The US military has warned it will retaliate against any new provocations from rebels in Yemen, after Houthi forces fired a missile at a US Navy warship in the Red Sea.
On Thursday, US-launched Tomahawk cruise missiles destroyed three coastal radar sites in Houthi-controlled territory on Yemen's Red Sea coast.
White House officials argued the missile strikes were strictly a self-defence measure and not an escalation of military involvement.
"These strikes are not connected to the broader conflict in Yemen," Pentagon spokesman Peter Cook said. "We want to make crystal clear that if you threaten our forces, you threaten our ships, we will be prepared to respond, as we did in this case."
The US is already involved in the conflict indirectly through its support of the Saudi-led fighting the rebels on behalf of the Yemen government.
It was previously focused on al-Qaida in Yemen and the Houthis had not been a primary target of American forces until the missile launches from Houthi-controlled territory this week.

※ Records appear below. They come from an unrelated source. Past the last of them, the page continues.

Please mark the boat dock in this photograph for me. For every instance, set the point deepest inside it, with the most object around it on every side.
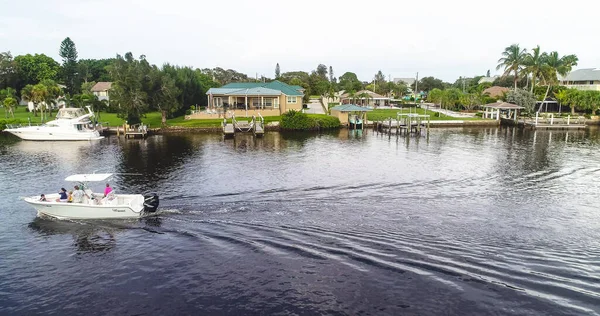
(404, 123)
(255, 126)
(554, 122)
(133, 131)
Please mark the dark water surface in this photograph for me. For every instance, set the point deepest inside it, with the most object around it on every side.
(466, 222)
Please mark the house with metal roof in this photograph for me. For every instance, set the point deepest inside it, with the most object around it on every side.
(346, 112)
(583, 79)
(101, 90)
(365, 98)
(250, 98)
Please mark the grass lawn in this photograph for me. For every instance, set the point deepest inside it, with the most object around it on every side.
(382, 114)
(152, 119)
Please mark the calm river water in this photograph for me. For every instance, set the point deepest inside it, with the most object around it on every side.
(464, 222)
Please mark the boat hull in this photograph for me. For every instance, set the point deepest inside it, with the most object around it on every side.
(38, 133)
(63, 210)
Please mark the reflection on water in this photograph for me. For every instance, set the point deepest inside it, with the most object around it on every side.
(88, 238)
(463, 221)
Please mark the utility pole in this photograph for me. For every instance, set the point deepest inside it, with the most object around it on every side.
(416, 86)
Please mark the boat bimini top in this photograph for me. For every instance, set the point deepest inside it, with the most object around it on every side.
(91, 177)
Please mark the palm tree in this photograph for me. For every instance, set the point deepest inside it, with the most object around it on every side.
(9, 104)
(27, 95)
(534, 64)
(39, 96)
(561, 96)
(555, 66)
(364, 96)
(512, 61)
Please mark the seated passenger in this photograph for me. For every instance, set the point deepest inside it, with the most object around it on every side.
(78, 195)
(107, 190)
(62, 195)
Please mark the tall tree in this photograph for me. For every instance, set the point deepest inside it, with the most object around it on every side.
(512, 61)
(32, 69)
(7, 70)
(68, 52)
(379, 83)
(164, 95)
(349, 82)
(322, 71)
(429, 83)
(277, 71)
(555, 66)
(127, 90)
(9, 105)
(534, 64)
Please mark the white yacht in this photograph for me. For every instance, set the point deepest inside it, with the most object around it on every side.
(70, 124)
(94, 205)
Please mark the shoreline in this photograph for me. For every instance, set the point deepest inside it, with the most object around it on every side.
(218, 129)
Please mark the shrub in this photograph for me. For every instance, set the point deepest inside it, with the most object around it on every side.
(295, 120)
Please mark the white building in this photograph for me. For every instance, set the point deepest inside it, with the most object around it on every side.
(101, 90)
(583, 79)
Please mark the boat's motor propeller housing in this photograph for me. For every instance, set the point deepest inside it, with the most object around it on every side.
(150, 203)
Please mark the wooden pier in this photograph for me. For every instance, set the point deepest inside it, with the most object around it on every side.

It appears the USS Mason was targeted in retaliation after warplanes from the Suadi-led coalition struck a funeral in the Yemeni capital of Sana'a last weekend. The devastating air strikes killed nearly 140 people, most of them civilians.
The Houthi missile fire missed the ship, but chief of naval operations Admiral. John Richardson said, "Enough was enough," and the Navy was ordered to launch five missile strikes.

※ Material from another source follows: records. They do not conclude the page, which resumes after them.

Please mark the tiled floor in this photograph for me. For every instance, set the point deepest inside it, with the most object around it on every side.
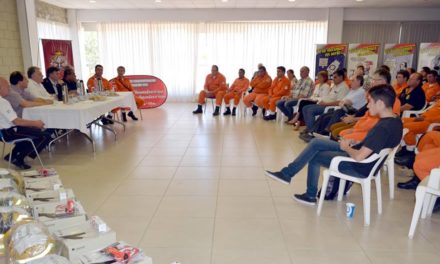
(192, 189)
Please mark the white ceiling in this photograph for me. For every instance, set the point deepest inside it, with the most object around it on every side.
(151, 4)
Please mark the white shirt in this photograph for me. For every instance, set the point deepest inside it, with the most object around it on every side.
(37, 90)
(7, 114)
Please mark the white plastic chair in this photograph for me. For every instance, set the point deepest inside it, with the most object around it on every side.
(426, 195)
(365, 183)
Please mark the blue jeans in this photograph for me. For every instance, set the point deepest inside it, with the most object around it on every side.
(318, 153)
(286, 107)
(309, 112)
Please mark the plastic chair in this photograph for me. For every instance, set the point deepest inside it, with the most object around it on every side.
(426, 195)
(15, 142)
(365, 183)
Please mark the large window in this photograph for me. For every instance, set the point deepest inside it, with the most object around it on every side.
(181, 54)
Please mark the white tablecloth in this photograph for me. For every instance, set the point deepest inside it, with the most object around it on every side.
(77, 115)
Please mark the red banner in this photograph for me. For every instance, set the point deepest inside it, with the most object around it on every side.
(150, 88)
(57, 53)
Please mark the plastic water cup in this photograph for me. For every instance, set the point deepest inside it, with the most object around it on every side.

State Department deputy spokesman Mark Toner said the sites "were specifically targeted in order to take out or in some way limit the ability for the Houthis to carry out these strikes".
Shortly after the missile strike, two Iranian warships began steaming toward the Gulf of Aden on Yemen's southern coast.
Although ostensibly deployed as part of a regular anti-piracy patrol, the timing suggested it was aimed at sending a signal to the US, which has vowed to retaliate against any new provocations from the Houthis.
"We are prepared to respond if necessary to any future missile launches," White House spokesman Eric Schultz said. He called on all parties to the conflict to abide by the terms of a fragile agreement reached in April.
"Our belief is the violence should subside consistent with the terms of that agreement."
Iran says it backs the Yemeni rebels but denies arming them. US officials have held open the possibility the Houthis may have captured some missiles from Yemen's army, but have also made clear Iran is supplying them as well. These missiles, State Department spokesman John Kirby said this week, "are provided by Iran to the Houthi rebels".
US backing of the Saudi-led coalition has come under increasing criticism from lawmakers, human rights groups and others who have decried coalition air strikes on civilians in Yemen as possible war crimes.
The US has said it is reviewing its support for the coalition.
More than 10,000 people have been killed in the conflict so far.